The historic Texas drought caused the Ogallala Aquifer to experience its largest decline in 25 years across a large swath of the Texas Panhandle, new numbers from a water district show.
The 16-county High Plains Underground Water Conservation District reported this week that its monitoring wells showed an average decline last year of 2.56 feet — the third-largest in the district’s 61-year history, and three times the average rate over the past decade. Farmers pumped more water during the drought to compensate for the lack of rainfall, which was about two-thirds less than normal last year in Lubbock and Amarillo.

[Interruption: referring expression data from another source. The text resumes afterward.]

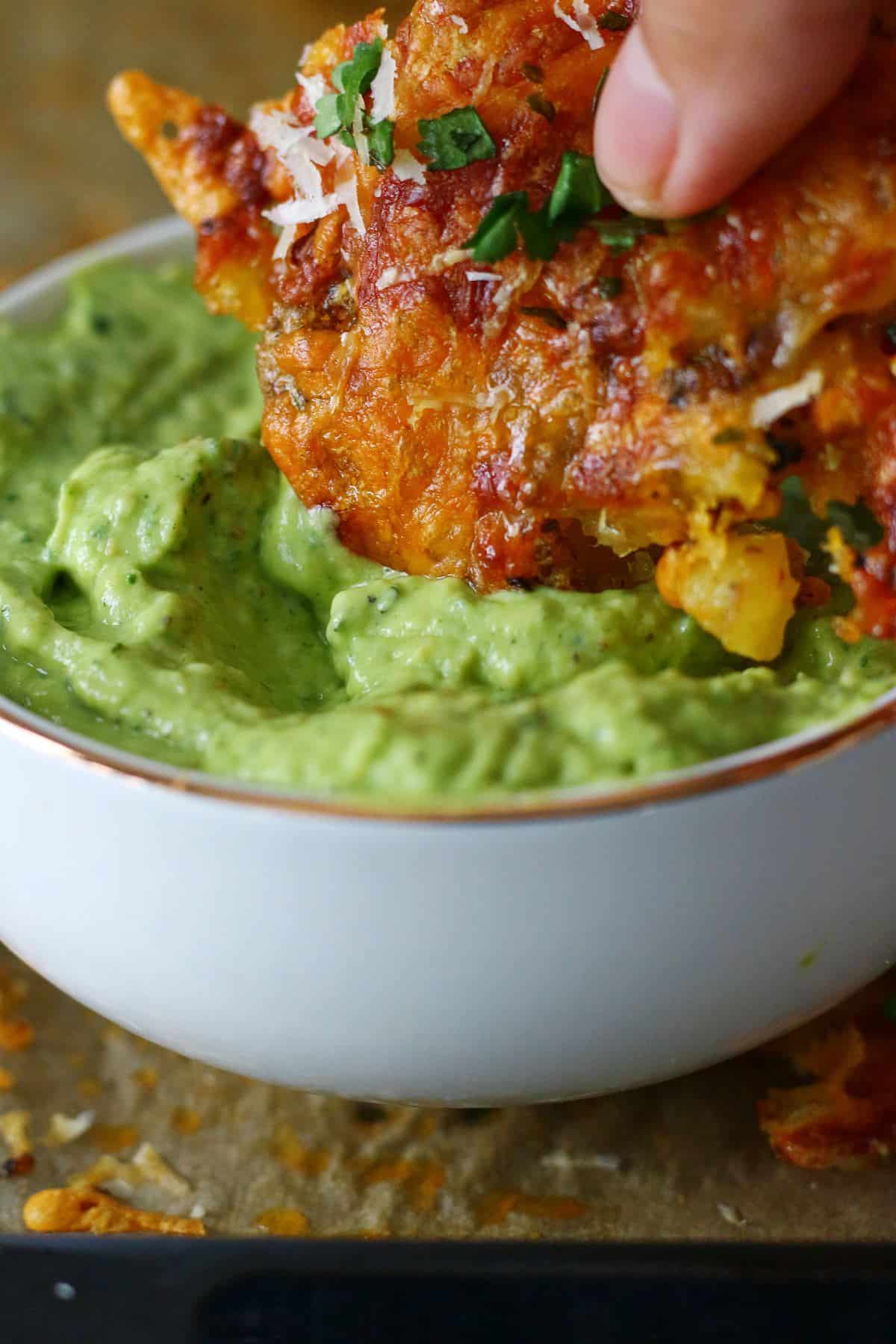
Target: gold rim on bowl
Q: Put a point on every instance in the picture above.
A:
(724, 773)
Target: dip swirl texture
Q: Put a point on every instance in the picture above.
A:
(163, 591)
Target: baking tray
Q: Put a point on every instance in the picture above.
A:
(73, 1290)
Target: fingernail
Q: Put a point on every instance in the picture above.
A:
(637, 129)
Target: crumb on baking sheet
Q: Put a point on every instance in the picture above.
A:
(66, 1129)
(87, 1210)
(146, 1167)
(15, 1033)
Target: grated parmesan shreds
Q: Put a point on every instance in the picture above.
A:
(383, 89)
(408, 168)
(391, 276)
(358, 134)
(770, 408)
(582, 22)
(346, 193)
(15, 1130)
(450, 257)
(301, 154)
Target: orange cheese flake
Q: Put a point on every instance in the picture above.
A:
(289, 1149)
(499, 1206)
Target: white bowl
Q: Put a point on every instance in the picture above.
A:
(600, 941)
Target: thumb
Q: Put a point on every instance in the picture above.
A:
(706, 90)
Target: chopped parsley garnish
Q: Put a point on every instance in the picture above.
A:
(598, 90)
(454, 140)
(497, 234)
(541, 237)
(382, 144)
(613, 22)
(548, 316)
(622, 234)
(541, 105)
(335, 112)
(788, 453)
(578, 190)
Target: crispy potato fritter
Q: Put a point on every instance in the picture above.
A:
(579, 394)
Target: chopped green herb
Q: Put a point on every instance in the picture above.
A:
(857, 523)
(578, 190)
(335, 112)
(541, 105)
(547, 315)
(539, 235)
(328, 119)
(497, 234)
(454, 140)
(613, 22)
(381, 143)
(598, 90)
(729, 436)
(788, 453)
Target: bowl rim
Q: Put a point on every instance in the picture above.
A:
(768, 759)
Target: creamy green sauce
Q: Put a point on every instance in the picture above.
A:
(163, 591)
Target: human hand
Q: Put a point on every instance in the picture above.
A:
(706, 90)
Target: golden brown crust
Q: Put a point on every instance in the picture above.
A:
(499, 430)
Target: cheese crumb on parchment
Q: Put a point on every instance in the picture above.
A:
(85, 1210)
(770, 408)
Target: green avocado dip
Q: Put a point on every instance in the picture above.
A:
(164, 591)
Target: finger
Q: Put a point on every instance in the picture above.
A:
(706, 90)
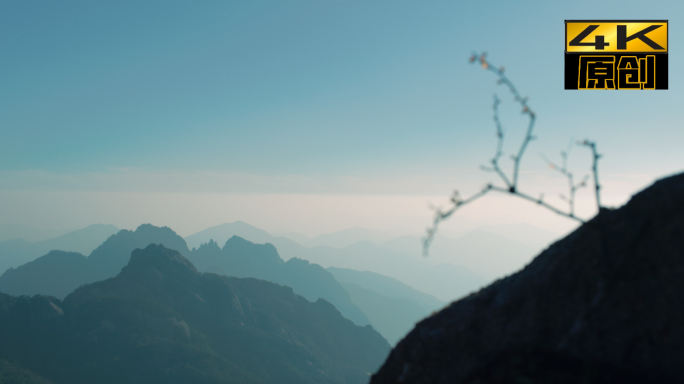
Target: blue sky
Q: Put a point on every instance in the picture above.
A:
(101, 96)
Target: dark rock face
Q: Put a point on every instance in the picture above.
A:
(602, 305)
(161, 321)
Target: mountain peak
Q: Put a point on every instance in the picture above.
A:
(165, 261)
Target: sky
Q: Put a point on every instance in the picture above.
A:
(307, 116)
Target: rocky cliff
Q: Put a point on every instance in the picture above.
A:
(602, 305)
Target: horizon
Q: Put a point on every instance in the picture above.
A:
(307, 118)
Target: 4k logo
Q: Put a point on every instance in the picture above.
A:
(616, 54)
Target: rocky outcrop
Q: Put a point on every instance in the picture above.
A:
(602, 305)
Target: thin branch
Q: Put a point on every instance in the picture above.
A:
(563, 169)
(440, 215)
(512, 182)
(594, 168)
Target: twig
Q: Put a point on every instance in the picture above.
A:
(563, 169)
(594, 168)
(512, 182)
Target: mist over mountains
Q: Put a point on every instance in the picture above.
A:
(369, 283)
(161, 321)
(21, 250)
(455, 266)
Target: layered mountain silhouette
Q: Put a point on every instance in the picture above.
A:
(603, 305)
(28, 233)
(161, 321)
(18, 251)
(446, 282)
(242, 258)
(391, 306)
(58, 273)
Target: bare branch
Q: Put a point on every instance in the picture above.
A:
(572, 187)
(512, 182)
(594, 168)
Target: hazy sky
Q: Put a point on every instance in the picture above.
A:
(305, 116)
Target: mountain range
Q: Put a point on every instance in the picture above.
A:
(161, 321)
(446, 282)
(18, 251)
(602, 305)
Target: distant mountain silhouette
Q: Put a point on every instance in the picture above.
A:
(446, 282)
(28, 233)
(59, 273)
(221, 234)
(486, 254)
(347, 237)
(161, 321)
(387, 286)
(392, 306)
(602, 305)
(242, 258)
(14, 253)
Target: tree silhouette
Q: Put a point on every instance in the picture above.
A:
(511, 183)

Further north in the Panhandle, along the state's border with Oklahoma, a second water district also registered large declines in the Ogallala. Steve Walthour, the general manager of the eight-county North Plains Groundwater Conservation District, calculated on Monday that the average drop in the Ogallala reached 2.9 feet last year.
"We’ve seen some pretty heavy declines," Walthour said, noting that the west side of his district got hit especially hard.
Given the catastrophic nature of the drought, which was the most intense in recorded state history, some farmers said things could have been worse.
“You never want to pull that much down, but under the circumstances I think we’re probably coming out pretty well,” said Tommy Fondren, who rents out his land in Crosby County for cotton farming.
Brad Heffington, a cotton farmer based in Lamb County, pointed out that the Ogallala in the High Plains Underground Water District was essentially stable in 2010, a rainy year that allowed for some replenishing of the aquifer. Some of the counties with larger declines had large amounts of groundwater, he said — and farmers were clearly making use of it, judging from the drops.
One observation well in Floyd County recorded a decline of more than 25 feet, according to the High Plains water district.
Heffington, who is also the chairman of the group Plains Cotton Growers, said that farmers were doing their best to conserve the resource. But “the bottom line is, it’s a finite resource and we’re mining it,” he said. His own farm experienced declines of up to two feet last year, and the place remains exceptionally dry, with less than 5 inches of rain since July 3, 2010.
The severe drops come amid a swirl of debate over new metering requirements in the High Plains district, along with a first-ever cap on the amount of water farmers can pump. (The requirements are not yet enforced.) A study published this year by a University of Texas scientist and other groups projected that depletion of the Ogallala will severely impact farming in the Panhandle and across the Great Plains.
As for this year, farmers say that spring rains have helped, but most of the Panhandle remains in moderate drought, or worse. Fondren is holding out hope for showers soon. "We’re going to go back to pumping pretty hard again if we don’t get some rain," he said.